US ISPs bought millions of false testimonials about net neutrality

A group of ISPs bought 8.5 million false testimonials from third parties in 2017, according to the New York Attorney General, who were supposed to influence the US net neutrality law. There is no evidence that the ISPs were aware of the practices.

The US regulator FCC received more than 22 million submissions in 2017 in which US citizens shared their views on the potential change to US net neutrality. According to Letitia James, the New York State Attorney General, more than 18 million of these submissions were false. The numbers of counterfeit supporters and opponents were reportedly in balance.
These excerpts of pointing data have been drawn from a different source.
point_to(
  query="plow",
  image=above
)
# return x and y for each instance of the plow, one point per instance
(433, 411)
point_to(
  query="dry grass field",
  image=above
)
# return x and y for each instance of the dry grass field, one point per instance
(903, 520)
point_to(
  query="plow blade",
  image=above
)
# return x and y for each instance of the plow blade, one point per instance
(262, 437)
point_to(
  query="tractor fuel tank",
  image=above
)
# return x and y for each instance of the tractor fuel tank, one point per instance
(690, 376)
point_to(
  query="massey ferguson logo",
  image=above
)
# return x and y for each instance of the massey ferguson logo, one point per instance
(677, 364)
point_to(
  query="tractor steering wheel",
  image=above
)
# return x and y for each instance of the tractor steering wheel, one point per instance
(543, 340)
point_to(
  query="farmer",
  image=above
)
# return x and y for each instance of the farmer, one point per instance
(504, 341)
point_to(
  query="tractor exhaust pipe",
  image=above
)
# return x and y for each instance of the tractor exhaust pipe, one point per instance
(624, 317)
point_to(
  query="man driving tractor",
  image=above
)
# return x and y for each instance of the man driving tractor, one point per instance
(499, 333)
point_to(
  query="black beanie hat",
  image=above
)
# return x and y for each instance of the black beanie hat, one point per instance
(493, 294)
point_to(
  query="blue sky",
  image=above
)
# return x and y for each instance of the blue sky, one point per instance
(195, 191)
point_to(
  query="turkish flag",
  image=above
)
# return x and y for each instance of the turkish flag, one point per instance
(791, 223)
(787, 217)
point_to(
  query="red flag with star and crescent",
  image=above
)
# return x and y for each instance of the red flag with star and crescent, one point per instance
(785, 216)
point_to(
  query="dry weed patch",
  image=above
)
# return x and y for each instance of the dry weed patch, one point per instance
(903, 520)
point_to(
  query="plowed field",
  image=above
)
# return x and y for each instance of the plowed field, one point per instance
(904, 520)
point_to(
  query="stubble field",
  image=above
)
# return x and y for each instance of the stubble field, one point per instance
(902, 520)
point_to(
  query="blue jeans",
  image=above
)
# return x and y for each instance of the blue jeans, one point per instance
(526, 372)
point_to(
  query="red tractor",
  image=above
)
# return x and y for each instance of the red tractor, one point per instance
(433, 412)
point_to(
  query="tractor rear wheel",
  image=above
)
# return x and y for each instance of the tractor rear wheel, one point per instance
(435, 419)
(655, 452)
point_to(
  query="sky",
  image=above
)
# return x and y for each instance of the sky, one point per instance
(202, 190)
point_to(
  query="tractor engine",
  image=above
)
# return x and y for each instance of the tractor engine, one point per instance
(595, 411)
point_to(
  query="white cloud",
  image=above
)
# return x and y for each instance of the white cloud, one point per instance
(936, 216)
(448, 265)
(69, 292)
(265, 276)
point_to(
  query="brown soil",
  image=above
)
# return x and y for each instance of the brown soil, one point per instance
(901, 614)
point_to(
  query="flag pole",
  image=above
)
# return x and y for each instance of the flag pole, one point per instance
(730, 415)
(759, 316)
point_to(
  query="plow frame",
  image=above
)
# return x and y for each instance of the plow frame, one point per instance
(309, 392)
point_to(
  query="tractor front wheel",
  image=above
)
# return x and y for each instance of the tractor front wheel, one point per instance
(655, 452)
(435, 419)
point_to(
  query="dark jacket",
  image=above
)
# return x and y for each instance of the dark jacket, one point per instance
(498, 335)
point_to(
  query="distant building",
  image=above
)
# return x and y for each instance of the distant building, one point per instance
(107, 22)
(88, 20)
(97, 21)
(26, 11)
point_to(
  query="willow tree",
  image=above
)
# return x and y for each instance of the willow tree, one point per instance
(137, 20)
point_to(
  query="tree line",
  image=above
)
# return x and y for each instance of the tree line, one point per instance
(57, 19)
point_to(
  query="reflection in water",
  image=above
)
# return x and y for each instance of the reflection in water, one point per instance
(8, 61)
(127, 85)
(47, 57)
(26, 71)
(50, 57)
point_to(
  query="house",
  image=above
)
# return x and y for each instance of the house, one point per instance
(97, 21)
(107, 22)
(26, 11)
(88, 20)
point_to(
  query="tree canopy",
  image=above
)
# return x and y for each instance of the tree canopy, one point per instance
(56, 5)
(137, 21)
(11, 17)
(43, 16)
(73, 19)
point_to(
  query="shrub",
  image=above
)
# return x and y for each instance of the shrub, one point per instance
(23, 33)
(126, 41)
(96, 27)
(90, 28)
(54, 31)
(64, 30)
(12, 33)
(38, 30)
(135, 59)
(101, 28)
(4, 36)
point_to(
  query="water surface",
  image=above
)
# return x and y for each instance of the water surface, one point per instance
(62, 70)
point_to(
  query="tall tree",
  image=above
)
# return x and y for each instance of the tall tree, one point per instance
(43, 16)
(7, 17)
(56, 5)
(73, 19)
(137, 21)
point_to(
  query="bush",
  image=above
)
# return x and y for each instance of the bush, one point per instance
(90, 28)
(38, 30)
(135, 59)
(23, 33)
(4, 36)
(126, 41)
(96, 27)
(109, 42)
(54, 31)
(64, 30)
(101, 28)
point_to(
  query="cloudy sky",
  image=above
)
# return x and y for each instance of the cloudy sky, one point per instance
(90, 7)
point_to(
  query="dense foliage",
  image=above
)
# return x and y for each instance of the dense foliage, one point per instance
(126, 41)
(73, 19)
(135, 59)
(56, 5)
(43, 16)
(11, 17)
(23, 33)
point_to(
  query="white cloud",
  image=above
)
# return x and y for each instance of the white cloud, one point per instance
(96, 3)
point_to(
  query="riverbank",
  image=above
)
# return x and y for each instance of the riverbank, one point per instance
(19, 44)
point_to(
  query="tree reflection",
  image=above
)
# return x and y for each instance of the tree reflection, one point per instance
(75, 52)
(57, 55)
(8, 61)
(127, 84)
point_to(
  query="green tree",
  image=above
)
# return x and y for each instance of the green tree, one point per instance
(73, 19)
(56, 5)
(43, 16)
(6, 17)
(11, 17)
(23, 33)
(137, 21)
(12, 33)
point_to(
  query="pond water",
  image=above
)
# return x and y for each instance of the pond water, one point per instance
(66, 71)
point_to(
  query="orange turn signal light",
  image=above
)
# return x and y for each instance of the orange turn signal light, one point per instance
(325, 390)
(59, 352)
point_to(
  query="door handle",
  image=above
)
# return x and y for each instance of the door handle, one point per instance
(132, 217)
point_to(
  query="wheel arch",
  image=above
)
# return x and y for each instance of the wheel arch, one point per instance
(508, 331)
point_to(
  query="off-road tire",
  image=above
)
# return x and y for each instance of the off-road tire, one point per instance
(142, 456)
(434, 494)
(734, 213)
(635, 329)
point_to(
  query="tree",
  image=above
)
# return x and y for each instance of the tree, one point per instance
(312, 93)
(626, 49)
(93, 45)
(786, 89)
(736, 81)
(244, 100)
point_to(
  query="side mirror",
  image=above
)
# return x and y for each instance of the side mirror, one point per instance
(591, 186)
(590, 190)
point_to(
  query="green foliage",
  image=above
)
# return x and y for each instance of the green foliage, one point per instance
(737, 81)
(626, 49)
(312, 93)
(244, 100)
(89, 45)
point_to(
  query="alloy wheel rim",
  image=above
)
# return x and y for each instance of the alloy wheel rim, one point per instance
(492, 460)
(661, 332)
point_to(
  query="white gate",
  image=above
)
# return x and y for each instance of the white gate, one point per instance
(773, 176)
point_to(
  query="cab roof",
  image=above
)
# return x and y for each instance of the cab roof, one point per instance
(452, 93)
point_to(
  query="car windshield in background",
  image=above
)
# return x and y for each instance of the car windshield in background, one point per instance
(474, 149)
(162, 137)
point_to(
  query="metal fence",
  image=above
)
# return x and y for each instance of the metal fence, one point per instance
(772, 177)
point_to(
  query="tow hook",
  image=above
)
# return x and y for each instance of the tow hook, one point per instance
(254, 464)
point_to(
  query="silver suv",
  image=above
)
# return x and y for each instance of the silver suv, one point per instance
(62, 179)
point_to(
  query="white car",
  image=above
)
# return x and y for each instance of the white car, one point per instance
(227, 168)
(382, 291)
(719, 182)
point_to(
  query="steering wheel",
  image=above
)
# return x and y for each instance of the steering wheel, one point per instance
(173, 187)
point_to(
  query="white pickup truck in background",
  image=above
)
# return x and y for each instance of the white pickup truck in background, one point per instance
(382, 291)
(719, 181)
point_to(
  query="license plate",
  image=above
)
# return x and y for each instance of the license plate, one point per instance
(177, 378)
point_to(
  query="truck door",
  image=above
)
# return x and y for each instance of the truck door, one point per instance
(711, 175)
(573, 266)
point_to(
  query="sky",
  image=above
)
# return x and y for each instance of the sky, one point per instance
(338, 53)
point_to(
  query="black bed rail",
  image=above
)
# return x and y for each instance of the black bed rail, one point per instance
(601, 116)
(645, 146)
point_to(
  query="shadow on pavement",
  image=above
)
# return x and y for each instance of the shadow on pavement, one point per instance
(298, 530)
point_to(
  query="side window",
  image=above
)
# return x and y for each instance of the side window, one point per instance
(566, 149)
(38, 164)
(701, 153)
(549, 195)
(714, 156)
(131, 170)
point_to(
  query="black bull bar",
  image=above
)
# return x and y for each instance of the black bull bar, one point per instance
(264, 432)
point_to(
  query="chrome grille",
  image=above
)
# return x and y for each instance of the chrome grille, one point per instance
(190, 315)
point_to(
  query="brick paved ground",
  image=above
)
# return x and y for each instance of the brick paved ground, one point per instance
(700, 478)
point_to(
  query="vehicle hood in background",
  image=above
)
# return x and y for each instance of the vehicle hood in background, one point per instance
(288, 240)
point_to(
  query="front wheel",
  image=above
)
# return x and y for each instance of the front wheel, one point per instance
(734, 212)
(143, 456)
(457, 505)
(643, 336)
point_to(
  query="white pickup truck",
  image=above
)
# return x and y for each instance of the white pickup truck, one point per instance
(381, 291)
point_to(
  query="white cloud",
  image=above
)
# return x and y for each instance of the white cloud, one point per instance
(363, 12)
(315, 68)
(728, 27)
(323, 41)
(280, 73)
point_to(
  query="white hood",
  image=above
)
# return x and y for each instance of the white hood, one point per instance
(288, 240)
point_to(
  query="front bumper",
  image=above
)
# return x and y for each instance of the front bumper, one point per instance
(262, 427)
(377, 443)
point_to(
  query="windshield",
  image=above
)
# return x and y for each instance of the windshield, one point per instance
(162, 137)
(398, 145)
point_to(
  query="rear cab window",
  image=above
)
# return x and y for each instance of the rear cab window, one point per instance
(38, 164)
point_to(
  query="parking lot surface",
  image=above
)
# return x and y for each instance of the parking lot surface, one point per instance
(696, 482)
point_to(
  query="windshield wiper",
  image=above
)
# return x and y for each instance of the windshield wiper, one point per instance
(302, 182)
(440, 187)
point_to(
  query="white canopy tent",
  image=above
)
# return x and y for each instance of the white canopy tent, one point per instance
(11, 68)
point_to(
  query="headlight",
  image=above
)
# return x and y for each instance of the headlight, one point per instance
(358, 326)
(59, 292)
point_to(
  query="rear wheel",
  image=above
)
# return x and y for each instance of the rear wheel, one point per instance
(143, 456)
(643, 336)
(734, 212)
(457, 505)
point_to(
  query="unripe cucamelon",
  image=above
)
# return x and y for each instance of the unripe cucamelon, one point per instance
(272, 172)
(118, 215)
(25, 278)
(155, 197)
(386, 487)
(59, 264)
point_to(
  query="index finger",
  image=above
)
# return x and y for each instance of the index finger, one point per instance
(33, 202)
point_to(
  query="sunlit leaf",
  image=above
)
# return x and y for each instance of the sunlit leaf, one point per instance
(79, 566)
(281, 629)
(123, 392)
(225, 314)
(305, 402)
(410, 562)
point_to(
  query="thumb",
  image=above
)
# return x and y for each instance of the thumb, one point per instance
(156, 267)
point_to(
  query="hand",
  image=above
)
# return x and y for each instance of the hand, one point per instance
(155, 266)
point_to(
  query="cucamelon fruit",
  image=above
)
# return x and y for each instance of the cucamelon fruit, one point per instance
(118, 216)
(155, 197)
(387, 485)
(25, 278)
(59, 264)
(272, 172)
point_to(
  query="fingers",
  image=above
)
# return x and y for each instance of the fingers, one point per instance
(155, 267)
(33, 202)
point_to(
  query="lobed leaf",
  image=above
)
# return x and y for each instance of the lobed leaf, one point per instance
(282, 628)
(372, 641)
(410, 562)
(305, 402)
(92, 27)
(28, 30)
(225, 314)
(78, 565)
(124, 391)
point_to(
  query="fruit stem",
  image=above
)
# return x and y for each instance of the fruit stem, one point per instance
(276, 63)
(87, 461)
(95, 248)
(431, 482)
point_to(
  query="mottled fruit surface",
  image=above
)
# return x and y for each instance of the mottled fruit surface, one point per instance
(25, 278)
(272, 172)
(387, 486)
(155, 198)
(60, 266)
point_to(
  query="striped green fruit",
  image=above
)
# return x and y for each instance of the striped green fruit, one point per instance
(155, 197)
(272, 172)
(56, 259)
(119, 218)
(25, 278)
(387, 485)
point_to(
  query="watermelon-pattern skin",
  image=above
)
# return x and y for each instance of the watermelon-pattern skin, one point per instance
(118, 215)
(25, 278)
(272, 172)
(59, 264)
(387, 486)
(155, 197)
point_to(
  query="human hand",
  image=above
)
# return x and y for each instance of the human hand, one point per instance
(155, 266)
More than 7.7 million submitted false views were made by a 19-year-old American student from California. About 8.5 million of the submissions were purchased by Broadband for America, an umbrella organization that includes Internet service providers AT&T and Comcast, according to the attorney general. Half a million letters were also sent from the BFA to the US Congress expressing alleged support for the abolition of net neutrality. These views of so-called ordinary Americans were intended to aid then-FCC chairman Ajit Pai in his advocacy of abolishing US net neutrality.

The umbrella organization paid a total of $8.2 million to campaign companies that, according to the attorney general, were meant to give the impression that the abolition of net neutrality had a broad social basis. The 8.5 million entries received by the FCC cost $4.2 million.

The report found that the hired campaign companies had used marketing techniques to obtain personal data from millions of people. They then used the collected data to submit false submissions to the FCC and to prepare associated admissions for the individuals involved. The campaign companies behind this campaign were fined $4.4 million.

The attorney general said it found no evidence that US ISPs were aware of the campaign companies’ practices. Still, she is concerned that the umbrella organization was trying to cover up its role in the campaign. She is also concerned that the organization relied on third parties to focus on quantitative rather than qualitative collection of submissions, and that democracy was undermined by the submission of false testimony.